The exhibition, Architectural Improvisations and this catalog that documents it recognize the design-build experiments at Prickly Mountain as a moment worthy of study both in terms of architectural history and in the cultural history of Vermont. This is not a complete and exhaustive survey. The focus is on a time period beginning with a few houses built in 1964 and the opening of the Yestermorrow School in Warren, Vermont in 1980. We explore, and interpret certain architectural events that when seen as part of a greater whole can lead us to an understanding of what has become a lasting legacy. This legacy can be recognized in our built landscape, in the professional lives of people practicing architecture today, in the movement toward better ecologically responsible buildings known as Green Building, and in the way architecture is taught in our schools.

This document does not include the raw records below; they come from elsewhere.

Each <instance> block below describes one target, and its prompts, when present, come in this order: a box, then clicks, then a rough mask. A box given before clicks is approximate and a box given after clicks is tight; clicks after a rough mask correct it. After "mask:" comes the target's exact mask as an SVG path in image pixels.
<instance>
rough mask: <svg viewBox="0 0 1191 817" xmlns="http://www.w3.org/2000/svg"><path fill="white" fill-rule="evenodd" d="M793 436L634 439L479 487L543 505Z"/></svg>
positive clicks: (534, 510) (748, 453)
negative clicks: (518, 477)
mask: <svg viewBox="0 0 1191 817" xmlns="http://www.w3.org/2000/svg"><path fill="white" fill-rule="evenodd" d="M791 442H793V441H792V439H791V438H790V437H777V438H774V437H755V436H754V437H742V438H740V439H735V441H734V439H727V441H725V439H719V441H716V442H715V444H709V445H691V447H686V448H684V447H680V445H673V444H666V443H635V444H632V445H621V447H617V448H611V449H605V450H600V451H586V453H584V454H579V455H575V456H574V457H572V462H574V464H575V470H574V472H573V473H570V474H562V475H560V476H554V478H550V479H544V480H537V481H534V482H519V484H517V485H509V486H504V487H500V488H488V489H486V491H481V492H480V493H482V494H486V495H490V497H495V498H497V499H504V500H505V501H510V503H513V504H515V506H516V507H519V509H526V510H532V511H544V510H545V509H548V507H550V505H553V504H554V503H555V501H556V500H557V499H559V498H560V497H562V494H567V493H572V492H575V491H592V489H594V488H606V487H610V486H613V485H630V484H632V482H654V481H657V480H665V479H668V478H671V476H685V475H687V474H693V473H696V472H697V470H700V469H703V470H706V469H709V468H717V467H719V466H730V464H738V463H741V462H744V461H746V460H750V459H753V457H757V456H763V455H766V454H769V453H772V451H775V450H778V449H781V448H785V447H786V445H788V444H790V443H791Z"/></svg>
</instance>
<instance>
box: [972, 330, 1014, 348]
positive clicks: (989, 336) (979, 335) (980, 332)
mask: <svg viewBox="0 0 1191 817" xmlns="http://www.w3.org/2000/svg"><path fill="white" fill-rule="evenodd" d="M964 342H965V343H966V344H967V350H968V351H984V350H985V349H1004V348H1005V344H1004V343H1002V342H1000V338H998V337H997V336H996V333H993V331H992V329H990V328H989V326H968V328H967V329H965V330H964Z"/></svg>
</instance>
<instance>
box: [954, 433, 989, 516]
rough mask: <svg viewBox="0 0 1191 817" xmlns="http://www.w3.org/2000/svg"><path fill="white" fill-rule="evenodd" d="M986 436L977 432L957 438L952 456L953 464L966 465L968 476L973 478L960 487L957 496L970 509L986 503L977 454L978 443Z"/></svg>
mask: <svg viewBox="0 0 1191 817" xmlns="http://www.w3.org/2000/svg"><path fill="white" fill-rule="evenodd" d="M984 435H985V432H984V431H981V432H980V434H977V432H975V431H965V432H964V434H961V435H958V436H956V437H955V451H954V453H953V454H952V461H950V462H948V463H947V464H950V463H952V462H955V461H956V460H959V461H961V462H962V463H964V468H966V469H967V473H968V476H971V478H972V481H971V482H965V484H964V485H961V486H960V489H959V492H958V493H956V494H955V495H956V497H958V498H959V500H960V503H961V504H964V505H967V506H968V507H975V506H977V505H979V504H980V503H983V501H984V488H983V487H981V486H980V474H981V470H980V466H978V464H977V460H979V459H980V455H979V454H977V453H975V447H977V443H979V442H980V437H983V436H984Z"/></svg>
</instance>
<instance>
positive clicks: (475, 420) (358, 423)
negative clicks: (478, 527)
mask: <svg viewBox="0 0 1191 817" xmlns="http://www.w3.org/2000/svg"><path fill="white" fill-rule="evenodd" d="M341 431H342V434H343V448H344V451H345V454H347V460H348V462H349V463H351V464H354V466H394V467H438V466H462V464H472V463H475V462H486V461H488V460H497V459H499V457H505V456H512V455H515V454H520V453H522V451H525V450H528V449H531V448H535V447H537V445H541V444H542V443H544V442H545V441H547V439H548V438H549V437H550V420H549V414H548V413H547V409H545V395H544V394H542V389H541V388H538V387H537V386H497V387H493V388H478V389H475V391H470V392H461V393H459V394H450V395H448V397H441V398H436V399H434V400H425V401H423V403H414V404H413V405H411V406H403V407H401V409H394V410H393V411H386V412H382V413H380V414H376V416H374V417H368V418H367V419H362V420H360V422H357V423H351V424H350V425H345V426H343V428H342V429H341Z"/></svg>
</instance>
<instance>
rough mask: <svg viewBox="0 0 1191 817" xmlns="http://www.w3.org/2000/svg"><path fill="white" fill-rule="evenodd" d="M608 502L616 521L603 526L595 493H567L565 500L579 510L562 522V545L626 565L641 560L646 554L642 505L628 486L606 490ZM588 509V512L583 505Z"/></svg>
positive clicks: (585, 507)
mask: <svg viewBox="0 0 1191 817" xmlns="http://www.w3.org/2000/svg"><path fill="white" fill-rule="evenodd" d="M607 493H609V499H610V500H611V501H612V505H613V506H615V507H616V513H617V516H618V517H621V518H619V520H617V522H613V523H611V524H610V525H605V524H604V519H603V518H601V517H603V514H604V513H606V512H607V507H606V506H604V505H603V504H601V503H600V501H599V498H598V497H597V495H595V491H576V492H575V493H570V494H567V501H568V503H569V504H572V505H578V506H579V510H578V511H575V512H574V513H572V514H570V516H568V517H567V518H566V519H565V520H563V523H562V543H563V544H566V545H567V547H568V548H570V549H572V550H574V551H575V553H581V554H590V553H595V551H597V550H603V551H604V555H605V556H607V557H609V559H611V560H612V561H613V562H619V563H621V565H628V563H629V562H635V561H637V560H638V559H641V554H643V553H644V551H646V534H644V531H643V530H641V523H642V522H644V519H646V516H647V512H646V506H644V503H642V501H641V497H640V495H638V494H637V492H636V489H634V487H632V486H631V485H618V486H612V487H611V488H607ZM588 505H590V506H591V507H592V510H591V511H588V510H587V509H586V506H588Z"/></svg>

The exhibition presents architectural projects that are artifacts of what was then a new and experimental way of making buildings. Some of the buildings are still in use and good condition others have burned and are recorded in photographs and drawings. These buildings can help us to understand the design-build movement; this catalog includes research gleaned from articles written at the time of construction, interviews conducted in recent years, and close formal analysis of selected examples of the architecture. It is our hope that a more complete picture will emerge resulting in a new appreciation of what was then a radical architectural movement.